Il caso della Statale: uno studente su due non pagherà le tasse

Oltre alla no tax area fino a 30mila euro, la Statale ha innalzato il limite massimo dell’Isee da 75mila a 80mila euro e ha ridotto le tasse per tutte le fasce di reddito fino a 78mila. Tariffe più alte saranno, invece, applicate ai redditi superiori a 78mila euro. Una manovra dal costo stimato di 950mila euro che verrà in parte compensata con fondi ministeriali che premiano le università che ampliano la no tax area. Secondo le proiezioni dell’ateneo, gli studenti che non pagheranno le tasse passeranno da 19mila a 27mila: ovvero circa uno studente su due tra gli iscritti totali. Saranno molteplici i benefici di questa misura: renderà l’istruzione universitaria accessibile a un numero maggiore di studenti provenienti da famiglie a basso reddito, contribuirà a ridurre le disuguaglianze socioeconomiche tra ragazzi e ragazze, promuoverà l’uguaglianza delle opportunità educative e allevierà il peso finanziario che potrebbe scoraggiare gli studenti dal perseguire gli studi universitari, incentivando così il loro impegno accademico.

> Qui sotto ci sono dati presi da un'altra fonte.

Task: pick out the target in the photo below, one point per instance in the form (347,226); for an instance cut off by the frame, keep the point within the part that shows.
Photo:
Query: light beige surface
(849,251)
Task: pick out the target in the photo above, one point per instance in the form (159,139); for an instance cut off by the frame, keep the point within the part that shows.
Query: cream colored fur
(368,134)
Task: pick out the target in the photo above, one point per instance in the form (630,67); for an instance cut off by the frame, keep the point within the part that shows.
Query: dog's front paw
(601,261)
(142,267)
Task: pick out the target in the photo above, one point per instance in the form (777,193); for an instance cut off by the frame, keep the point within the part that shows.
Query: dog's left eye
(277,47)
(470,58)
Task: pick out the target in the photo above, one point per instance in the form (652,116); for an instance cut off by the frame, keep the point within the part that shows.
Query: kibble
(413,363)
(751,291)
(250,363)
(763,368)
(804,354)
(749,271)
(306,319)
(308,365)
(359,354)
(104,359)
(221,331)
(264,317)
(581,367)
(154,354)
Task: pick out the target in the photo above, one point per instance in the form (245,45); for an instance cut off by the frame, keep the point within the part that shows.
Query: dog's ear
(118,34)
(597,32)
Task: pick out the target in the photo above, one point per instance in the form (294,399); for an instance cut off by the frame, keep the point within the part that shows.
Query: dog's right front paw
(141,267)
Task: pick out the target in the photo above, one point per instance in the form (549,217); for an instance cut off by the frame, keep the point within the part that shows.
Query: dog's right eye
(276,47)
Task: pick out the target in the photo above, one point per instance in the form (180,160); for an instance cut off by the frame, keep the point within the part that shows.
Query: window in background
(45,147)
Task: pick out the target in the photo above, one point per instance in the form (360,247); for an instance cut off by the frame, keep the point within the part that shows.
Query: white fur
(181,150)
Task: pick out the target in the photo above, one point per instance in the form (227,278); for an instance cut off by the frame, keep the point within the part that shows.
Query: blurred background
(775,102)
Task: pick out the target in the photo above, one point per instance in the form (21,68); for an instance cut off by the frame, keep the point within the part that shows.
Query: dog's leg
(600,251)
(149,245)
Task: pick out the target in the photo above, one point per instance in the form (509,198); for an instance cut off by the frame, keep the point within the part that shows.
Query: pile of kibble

La professoressa Brambilla (candidata Rettrice): ecco chi c’è dietro la scelta della Statale

È la docente di Linguistica tedesca Marina Brambilla, la figura chiave che ha lavorato in prima persona all’allargamento della no tax area alla Statale. Ideatrice e presidente dell’Osservatorio per il Diritto allo Studio e prorettrice per la Programmazione e l’Organizzazione dei Servizi dell’ateneo milanese, è attualmente candidata alla posizione di Rettrice della Statale. «Sono convinta che l’estensione della no tax area consentirà a un maggior numero di studentesse e di studenti di accedere alla nostra formazione d’eccellenza. Questo è cruciale non solo per l’Università degli Studi di Milano, ma anche per l’intero Paese: abbiamo bisogno di più laureati», commenta a Open Brambilla. Ci tiene a sottolineare che si tratta di un «nuovo tassello» all’interno di «percorso di ampliamento del diritto allo studio» che La Statale ha intrapreso anni fa. «Nel 2019, con una prima riforma della tassazione, siamo cresciuti da 14mila a 20mila euro di no tax area, per poi aumentare ulteriormente la soglia a 22mila e arrivare oggi con i 30mila appena deliberati», chiosa. «Saremo il più grande ateneo ad innalzare così la no tax area. Questo ci permetterà – aggiunge Brambilla – di accogliere più studenti e studentesse, con i quali abbiamo avuto lunghe interlocuzioni, soprattutto attraverso l’Osservatorio per il diritto allo studio e nella commissione tasse». Ma come funziona e qual è la situazione nel resto d’Italia?

Come funzione nel resto d’Italia

Le tasse universitarie variano a seconda che l’istituzione sia pubblica o privata. Per le università private, non vi sono indicazioni ministeriali specifiche, mentre per quelle pubbliche è prevista una no tax area di 22mila euro. Una cifra che rappresenta il requisito minimo a cui devono attenersi gli atenei. Ma a questi ultimi è lasciata l’autonomia di poter adottare dei tetti di Isee più elevati. Inoltre, per chi innalza l’area di esenzione totale dalle tasse vi sono dei contributi ministeriali aggiuntivi. Ragion per cui molte università sono state incentivate a stabilire soglie superiori ai 22mila. A Milano è il caso della Bicocca, la quale richiede un Isee di 25mila euro, mentre all’Alma Mater di Bologna il limite è stato recentemente portato a 27mila euro. Anche a Ca’ Foscari di Venezia e all’Università di Firenze, il tetto è più alto della soglia minima: 24mila euro. Come precisa Brambilla, La Statale di Milano «è l’unico ateneo di così grandi dimensioni ad aver alzato la soglia a 30mila euro». Altre università minori, però, avevano già tracciato la strada, come l’Università di Perugia dove nel 2021 la no tax area è stata estesa fino a 30mila euro di Isee. Lo stesso è avvenuto per l’Università di Salerno.